O pesquisador (1998, p. 29) continua afirmando que “há uma relação direta entre o discurso filosófico-prosaico e o uso de notas”, pois a “intertextualidade é não apenas uma constante, mas, pode-se dizer, constitui o seu cerne”. Seligmann (1998, p. 29) coloca que as notas são um dos modos de explicitar este diálogo característico dos textos filosóficos.

Gulmini (2004, p. 595-600) elabora uma tradução de um texto filosófico do sânscrito (Yoga-S™tra de Patañjali, cf. GULMINI, 2002) e propõe uma reflexão sobre intertextualidade e inter-discursividade como recursos metodológicos importantes para a recuperação dos sentidos intencionais dos textos de partida no caso de traduções interculturais. Os dois grandes temas abordados são “texto e contexto” e a “questão semântica”. A autora (2004, p. 597) explica que o estilo extremamente compacto do texto, em aforismos, está ligado às suas origens – uma comunidade discursiva fechada de praticantes de yoga, de

forma a somente serem passíveis de interpretação pelos membros de sua própria formação discursiva, por exprimirem um vocabulário teórico, cujas bases e matrizes de sentido são determinadas pelos sistemas que as fundamentam. [...] O processo de tradução de um discurso produzido por outra cultura geralmente apresenta estes fortes mecanismos de adaptação ideológica, resultando, na maior parte das vezes, numa interpretação bastante distante daquela suscitada pelo mesmo discurso, quando inserido no contexto dos interlocutores para os quais foi produzido.

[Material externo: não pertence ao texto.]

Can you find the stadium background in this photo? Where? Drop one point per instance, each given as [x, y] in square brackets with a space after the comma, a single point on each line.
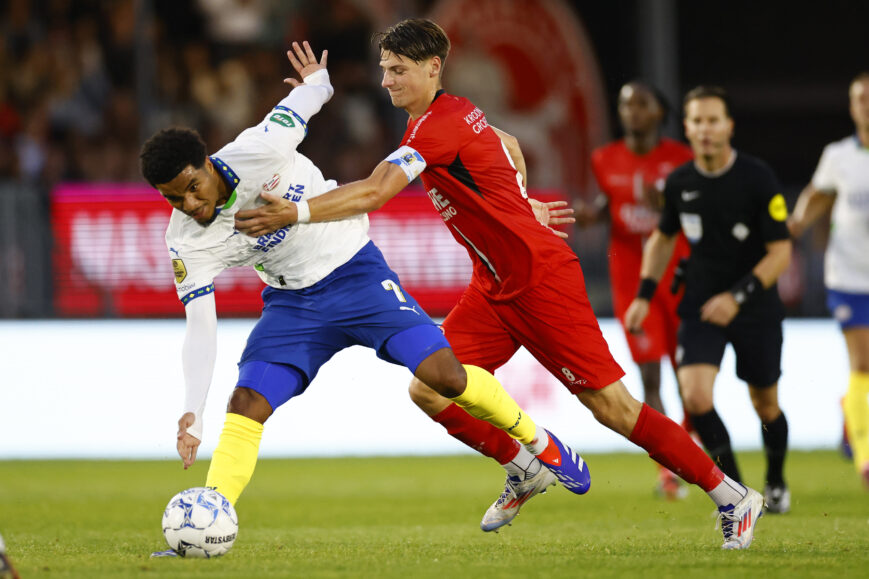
[83, 83]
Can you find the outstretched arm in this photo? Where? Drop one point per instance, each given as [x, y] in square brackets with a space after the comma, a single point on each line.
[355, 198]
[511, 143]
[656, 256]
[197, 359]
[720, 309]
[811, 205]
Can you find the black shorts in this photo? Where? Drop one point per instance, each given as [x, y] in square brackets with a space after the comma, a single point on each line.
[756, 342]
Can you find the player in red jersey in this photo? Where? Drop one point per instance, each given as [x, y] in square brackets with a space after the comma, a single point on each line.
[630, 174]
[527, 287]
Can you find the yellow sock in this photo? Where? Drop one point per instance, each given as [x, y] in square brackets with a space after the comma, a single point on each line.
[856, 409]
[234, 459]
[486, 399]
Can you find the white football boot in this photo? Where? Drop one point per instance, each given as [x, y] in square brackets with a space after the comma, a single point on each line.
[514, 496]
[738, 521]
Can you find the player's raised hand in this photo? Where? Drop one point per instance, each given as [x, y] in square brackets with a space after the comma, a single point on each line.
[303, 60]
[552, 213]
[187, 444]
[276, 213]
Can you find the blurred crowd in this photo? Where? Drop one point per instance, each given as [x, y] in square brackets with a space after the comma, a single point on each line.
[84, 82]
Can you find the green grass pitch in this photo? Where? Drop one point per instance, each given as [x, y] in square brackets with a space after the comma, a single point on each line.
[419, 517]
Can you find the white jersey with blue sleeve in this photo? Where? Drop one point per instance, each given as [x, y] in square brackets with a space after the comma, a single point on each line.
[261, 159]
[844, 171]
[264, 159]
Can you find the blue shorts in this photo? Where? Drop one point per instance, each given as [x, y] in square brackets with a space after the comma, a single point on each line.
[849, 309]
[360, 303]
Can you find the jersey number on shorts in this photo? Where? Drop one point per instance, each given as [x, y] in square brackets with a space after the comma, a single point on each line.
[390, 285]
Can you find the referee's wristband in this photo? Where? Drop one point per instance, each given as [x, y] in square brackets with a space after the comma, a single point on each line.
[303, 211]
[747, 289]
[647, 289]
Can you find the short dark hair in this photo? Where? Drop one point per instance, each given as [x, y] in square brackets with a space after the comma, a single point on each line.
[708, 91]
[662, 101]
[416, 38]
[168, 152]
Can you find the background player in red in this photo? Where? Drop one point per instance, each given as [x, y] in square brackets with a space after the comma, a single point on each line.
[527, 287]
[630, 173]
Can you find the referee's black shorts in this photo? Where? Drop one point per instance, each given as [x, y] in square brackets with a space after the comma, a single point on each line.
[756, 342]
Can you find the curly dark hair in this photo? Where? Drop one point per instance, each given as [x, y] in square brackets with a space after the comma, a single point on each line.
[168, 152]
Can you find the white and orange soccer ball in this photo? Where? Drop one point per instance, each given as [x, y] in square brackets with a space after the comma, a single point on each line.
[200, 523]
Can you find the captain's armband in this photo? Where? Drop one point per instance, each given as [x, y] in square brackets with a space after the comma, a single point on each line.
[409, 161]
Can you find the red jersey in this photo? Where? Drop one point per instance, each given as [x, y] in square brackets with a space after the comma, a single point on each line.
[622, 175]
[473, 184]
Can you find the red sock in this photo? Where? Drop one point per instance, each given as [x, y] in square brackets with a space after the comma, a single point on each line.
[668, 444]
[478, 434]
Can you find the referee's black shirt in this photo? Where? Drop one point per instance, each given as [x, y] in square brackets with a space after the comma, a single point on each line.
[728, 218]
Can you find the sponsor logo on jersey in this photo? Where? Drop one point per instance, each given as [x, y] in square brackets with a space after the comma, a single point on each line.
[272, 183]
[266, 242]
[476, 120]
[294, 193]
[557, 108]
[778, 209]
[179, 269]
[282, 119]
[572, 378]
[692, 226]
[441, 204]
[740, 231]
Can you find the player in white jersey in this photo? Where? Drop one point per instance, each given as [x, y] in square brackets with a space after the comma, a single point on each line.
[841, 185]
[328, 287]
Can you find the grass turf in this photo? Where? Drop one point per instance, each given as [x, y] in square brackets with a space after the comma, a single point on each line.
[419, 517]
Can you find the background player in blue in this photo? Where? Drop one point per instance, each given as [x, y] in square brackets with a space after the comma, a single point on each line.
[729, 207]
[840, 187]
[328, 288]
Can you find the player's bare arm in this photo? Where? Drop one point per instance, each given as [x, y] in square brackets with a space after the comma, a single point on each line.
[356, 198]
[720, 309]
[656, 256]
[812, 204]
[590, 213]
[187, 444]
[303, 60]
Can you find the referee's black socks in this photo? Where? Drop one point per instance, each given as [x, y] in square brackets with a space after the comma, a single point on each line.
[775, 445]
[713, 434]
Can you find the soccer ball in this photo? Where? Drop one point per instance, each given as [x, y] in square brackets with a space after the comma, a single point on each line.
[200, 523]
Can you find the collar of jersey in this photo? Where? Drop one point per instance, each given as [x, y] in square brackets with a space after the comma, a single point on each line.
[231, 178]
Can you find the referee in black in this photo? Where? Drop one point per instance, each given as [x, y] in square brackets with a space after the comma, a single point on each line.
[729, 206]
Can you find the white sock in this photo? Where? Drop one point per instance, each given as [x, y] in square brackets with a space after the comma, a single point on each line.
[524, 466]
[540, 442]
[728, 492]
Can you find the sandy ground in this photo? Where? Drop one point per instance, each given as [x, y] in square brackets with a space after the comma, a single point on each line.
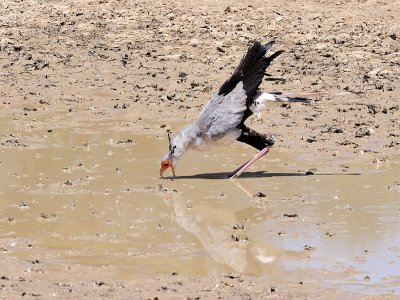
[133, 62]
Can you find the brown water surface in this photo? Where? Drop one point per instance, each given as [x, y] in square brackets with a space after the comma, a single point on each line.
[92, 196]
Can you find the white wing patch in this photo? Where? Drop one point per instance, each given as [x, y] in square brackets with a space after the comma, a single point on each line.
[222, 114]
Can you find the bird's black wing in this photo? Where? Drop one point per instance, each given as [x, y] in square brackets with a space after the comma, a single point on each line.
[250, 71]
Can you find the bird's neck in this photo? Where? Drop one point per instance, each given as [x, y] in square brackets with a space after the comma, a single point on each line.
[185, 140]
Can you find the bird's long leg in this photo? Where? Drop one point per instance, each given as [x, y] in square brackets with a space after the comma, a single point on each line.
[246, 165]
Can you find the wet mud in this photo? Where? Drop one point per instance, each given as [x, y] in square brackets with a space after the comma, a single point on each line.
[87, 92]
[92, 197]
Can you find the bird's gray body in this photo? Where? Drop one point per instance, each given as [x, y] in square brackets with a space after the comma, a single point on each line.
[223, 117]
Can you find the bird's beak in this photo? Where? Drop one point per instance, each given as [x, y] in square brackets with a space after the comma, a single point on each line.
[165, 165]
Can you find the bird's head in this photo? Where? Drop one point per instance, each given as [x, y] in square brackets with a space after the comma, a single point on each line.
[168, 160]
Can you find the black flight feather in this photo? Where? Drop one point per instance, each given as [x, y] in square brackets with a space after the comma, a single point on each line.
[250, 70]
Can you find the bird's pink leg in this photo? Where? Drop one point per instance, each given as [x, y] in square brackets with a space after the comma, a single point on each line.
[246, 165]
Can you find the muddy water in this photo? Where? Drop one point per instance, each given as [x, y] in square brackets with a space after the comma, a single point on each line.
[92, 196]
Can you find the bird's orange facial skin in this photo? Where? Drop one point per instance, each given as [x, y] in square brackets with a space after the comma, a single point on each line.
[165, 165]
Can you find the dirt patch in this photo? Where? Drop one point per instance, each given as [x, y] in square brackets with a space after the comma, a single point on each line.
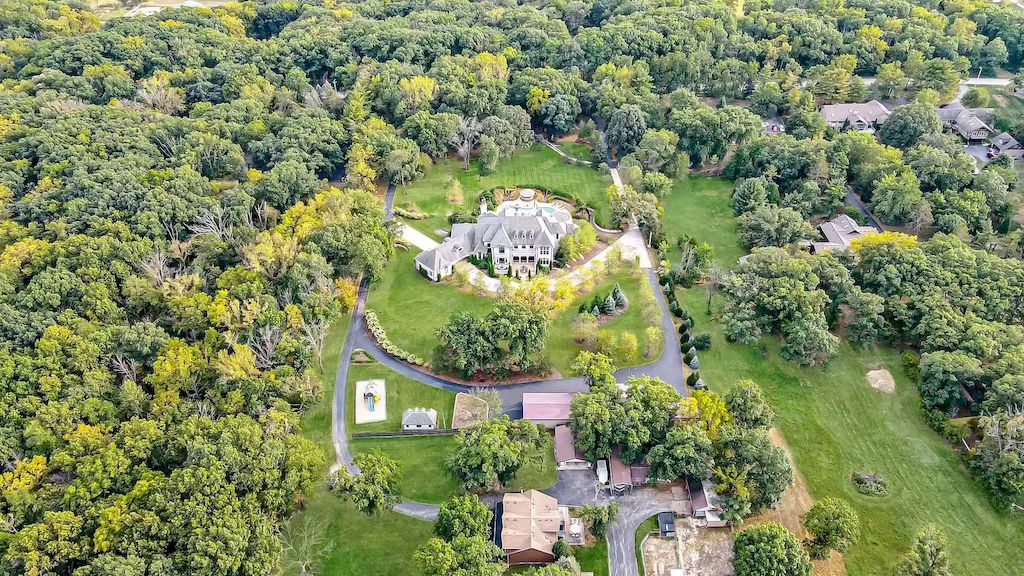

A autora afirma que a tradução de um texto como este é possível, porém “ela esbarra em obstáculos que exigem do tradutor um ‘duplo’ trabalho de tradução: de um lado, o texto; de outro, a cultura e o contexto...” (GULMINI, 2004, p. 595). Como solução, a proposta é a de se incluir referências e comentários.

Verificamos, portanto, que a recuperação dos contextos que propiciaram o surgimento e veiculação de determinado texto — recorrendo-se para isso a referências não apenas históricas como também textuais e intertextuais — revela-se fundamental para uma proposta de tradução de um texto produzido por outras formações discursivas e culturais, em outros espaços e tempos. (GULMINI, 2004, p. 597-598)

[...] numa tradução intercultural de um texto teórico pertencente a uma teoria inexistente na cultura de chegada, a recuperação de intertextualidades e interdiscursividades torna-se procedimento fundamental, e o que é considerado como "tradução literal" do texto em si, na sua imanência, sem referências e explicações, torna-se a tradução menos literal possível [...]. Por esta razão defendemos que uma tal tradução deve ser exaustivamente comentada... (GULMINI, 2004, p. 600)

5 CORPORA NOS ESTUDOS DA TRADUÇÃO

Este capítulo comenta o uso de corpora nos estudos da tradução de forma breve e também apresenta as suas classificações pertinentes ao corpus utilizado nessa dissertação.